If she found the reply enigmatical she did not say so.

They had not sat down during the conversation. Now, Somerled took a step toward the door. "I'm obliged to you for receiving me, madam," he said as a prelude to departure.

"I received you on the strength of your name," she reminded him.

"Which I don't intend to disgrace in your eyes."

"Why in my eyes? They will not long be looking your way."

"I think they will, as long as I'm in charge of your granddaughter. That's what I mean."

"I do not thank you for the assurance. Except that when she's twenty-one I shall make over certain money of my son's to her, I have washed my hands of the girl."

"I haven't. That's not the kind of washing to make them clean."

"You reproach me, sir!" She glared at him.

"Not at all, madam. Even if I would venture, there's no need, for I think your bark is worse than your bite."

Again she almost twinkled at the wretch's daring. There was excitement in it, which she had not experienced since early married days. Then she had had to do with another MacDonald, and even a Hillard could without disgrace afford to be mastered by a MacDonald of Dhrum.

"When I've put your granddaughter into more suitable guardianship than mine," Somerled went on quickly, "I'll write and tell you."

"Suitable guardianship! It will be some time before I get that letter."

"I thank you for the compliment."

"It was not one."

"You're not to blame if I choose to take it as such."

"I am not to blame in any way in this matter."
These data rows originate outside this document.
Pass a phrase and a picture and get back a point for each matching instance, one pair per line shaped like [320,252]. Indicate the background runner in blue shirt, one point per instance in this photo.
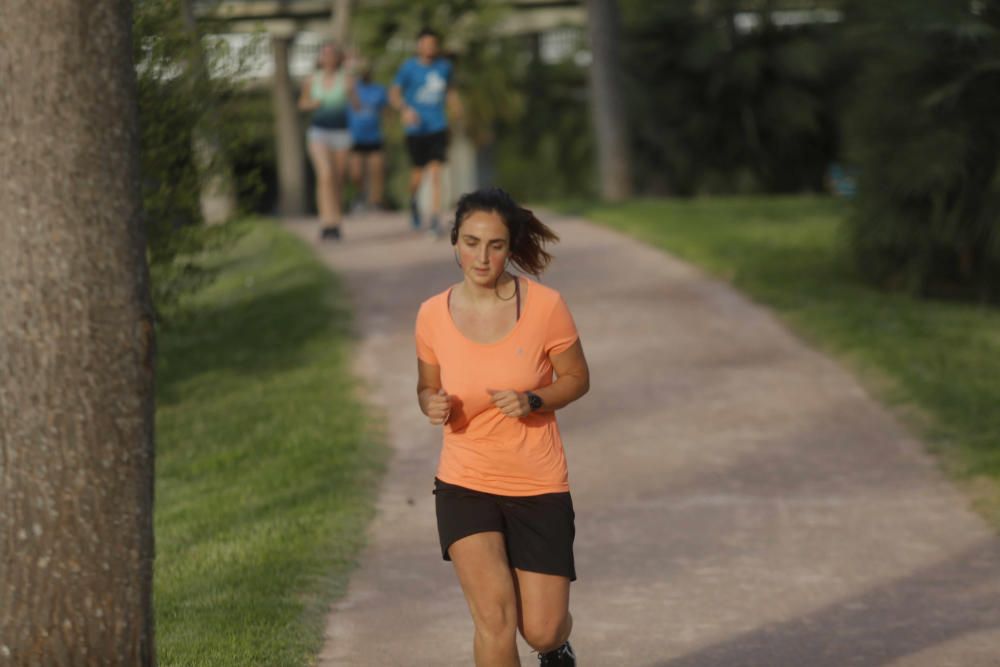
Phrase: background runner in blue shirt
[420,91]
[365,123]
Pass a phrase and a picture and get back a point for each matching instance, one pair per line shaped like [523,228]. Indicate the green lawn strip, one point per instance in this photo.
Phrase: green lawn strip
[267,462]
[938,363]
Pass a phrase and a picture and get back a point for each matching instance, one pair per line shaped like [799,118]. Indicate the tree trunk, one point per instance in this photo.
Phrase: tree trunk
[291,157]
[606,103]
[76,342]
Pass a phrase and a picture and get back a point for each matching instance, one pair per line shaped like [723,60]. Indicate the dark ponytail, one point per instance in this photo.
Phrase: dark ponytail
[528,234]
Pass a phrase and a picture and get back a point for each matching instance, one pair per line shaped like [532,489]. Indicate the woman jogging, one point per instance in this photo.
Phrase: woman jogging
[327,94]
[487,349]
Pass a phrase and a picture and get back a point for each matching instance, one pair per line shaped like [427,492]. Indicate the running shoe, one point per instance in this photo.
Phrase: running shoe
[560,657]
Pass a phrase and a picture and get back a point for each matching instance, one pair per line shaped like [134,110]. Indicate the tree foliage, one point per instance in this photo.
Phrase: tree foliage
[177,100]
[923,131]
[721,109]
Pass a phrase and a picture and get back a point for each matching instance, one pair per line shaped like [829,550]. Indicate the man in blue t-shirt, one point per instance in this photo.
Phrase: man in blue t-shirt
[420,91]
[365,124]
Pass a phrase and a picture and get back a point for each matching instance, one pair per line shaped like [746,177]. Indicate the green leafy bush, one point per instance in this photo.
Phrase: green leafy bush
[924,134]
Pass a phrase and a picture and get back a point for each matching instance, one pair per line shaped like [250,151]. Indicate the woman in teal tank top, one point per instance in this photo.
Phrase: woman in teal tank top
[326,93]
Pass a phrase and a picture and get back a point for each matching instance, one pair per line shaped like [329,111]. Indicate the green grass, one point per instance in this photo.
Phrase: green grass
[266,461]
[938,363]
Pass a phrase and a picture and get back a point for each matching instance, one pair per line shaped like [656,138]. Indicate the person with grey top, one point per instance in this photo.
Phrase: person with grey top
[328,93]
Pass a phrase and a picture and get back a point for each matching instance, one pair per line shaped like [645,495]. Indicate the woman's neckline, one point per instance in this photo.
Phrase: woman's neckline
[525,304]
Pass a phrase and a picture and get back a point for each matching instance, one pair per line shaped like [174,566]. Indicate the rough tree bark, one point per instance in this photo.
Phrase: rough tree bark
[76,342]
[291,155]
[606,102]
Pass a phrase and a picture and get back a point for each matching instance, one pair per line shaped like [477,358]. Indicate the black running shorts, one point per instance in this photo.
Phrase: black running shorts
[426,148]
[538,530]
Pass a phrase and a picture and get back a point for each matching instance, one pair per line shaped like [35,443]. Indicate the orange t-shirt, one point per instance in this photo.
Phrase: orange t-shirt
[484,449]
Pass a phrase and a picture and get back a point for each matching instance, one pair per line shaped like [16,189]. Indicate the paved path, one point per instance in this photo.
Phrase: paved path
[740,500]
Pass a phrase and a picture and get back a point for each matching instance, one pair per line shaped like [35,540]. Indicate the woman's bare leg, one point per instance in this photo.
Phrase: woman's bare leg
[480,562]
[376,177]
[322,163]
[543,609]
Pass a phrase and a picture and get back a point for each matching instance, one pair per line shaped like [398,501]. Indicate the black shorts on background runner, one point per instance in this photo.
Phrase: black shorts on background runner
[538,530]
[425,148]
[366,147]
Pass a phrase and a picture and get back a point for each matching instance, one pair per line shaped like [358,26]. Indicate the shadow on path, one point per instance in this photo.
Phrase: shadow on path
[930,607]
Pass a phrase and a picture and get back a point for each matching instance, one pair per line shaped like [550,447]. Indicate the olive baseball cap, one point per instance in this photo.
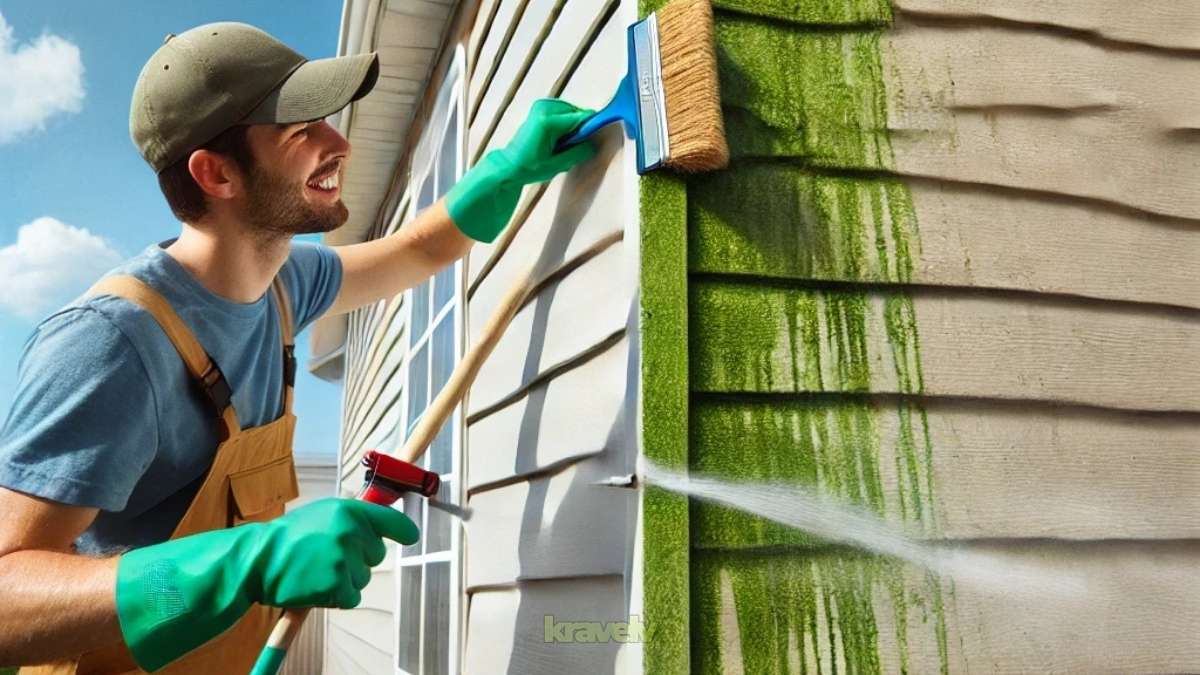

"There I'm no judge. It's my own actions I must look after." And again he smiled.

"I advise you to be careful, sir, between Barbara Ballantree and Barribel MacDonald. I wish you joy of them both."

"And what of Aline West?" The question whispered itself in Somerled's ears.

But Mrs. MacDonald knew nothing of Aline West. And Somerled was beginning to think that, for all the boasted sagacity of experience, he knew not much more.

"Thank you for your kind wishes," he said non-committally. "And now I will wish you a good day."

He put out his hand, and, to her own intense surprise when she thought of it afterward, Mrs. MacDonald gave hers. Over the prominent knuckles the old skin lay soft and loose. The grim woman was vaguely pathetic to Somerled in his youth and strength and full tide of success. The touch of the would-be iron hand in the velvet glove of faded age made him conscious of his vast advantage over her. He went away filled with hope, and a curious new joy of life, which was partly the excitement of battle.

"The heather moon!" he found himself saying, as he passed out of the ill-kept, once lovely garden where Barrie had often dreamed. Perhaps the thought came then because here and there a patch of heather glorified the weeds, or perhaps because Barrie's dreams still empurpled their birthplace.